General Xu Caihou, vice-chairman of the Central Military Commission, who is currently visiting the US, exchanged notes on Tuesday with the top military man in Washington, Defense Secretary Robert Gates.

They spoke for 75 minutes about relations between the two countries and their militaries and reached agreements on many fronts.

Xu was the highest-ranked member of the Chinese military to be a guest of the US since 2006.

Gates is set to reciprocate. He will visit China next year in what will be his second trip to Beijing as defense secretary.

Mike Mullen, chairman of the US Joint Chiefs of Staff, is also expected to visit China.

Chief of General Staff of the People's Liberation Army Chen Bingde is similarly expected in the US next year.

The flurry of activity involving high-ranking military officials is being seen as a concrete sign of improving relations between the two militaries. China halted military-to-military dialogue with the US last year to protest Washington's sale of $6.5 billion worth of arms to Taiwan.

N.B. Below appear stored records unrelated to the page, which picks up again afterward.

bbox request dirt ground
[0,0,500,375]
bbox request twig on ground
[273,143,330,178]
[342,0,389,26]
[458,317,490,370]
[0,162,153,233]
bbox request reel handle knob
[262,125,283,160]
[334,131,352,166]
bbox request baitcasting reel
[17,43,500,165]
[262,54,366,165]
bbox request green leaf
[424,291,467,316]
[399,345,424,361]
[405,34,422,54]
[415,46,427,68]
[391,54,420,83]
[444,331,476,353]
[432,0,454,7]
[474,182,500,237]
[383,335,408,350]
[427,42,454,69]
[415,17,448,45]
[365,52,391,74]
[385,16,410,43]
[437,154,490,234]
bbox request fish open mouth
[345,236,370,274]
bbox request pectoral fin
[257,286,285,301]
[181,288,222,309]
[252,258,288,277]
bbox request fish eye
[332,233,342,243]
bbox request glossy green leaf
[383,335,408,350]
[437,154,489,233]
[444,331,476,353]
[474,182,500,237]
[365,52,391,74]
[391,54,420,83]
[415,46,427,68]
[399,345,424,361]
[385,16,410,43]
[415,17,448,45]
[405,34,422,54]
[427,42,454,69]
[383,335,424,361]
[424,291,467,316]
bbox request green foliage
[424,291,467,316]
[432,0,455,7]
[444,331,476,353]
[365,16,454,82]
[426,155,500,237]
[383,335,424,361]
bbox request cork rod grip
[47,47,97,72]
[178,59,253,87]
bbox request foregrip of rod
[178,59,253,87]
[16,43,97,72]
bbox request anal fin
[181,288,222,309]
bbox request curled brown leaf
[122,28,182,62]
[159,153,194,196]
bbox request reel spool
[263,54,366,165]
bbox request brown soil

Xu said in Washington on Monday that Sino-US military relations had improved since January's inauguration of US President Barack Obama, who is scheduled to visit China next month.

At Tuesday's meeting with Gates, Xu detailed the long-standing "obstacles" blocking the way to even better ties, a US official said.

Xu asked the US to stop selling arms to Taiwan, and reduce and eventually halt air and sea military surveillance close to China's shores.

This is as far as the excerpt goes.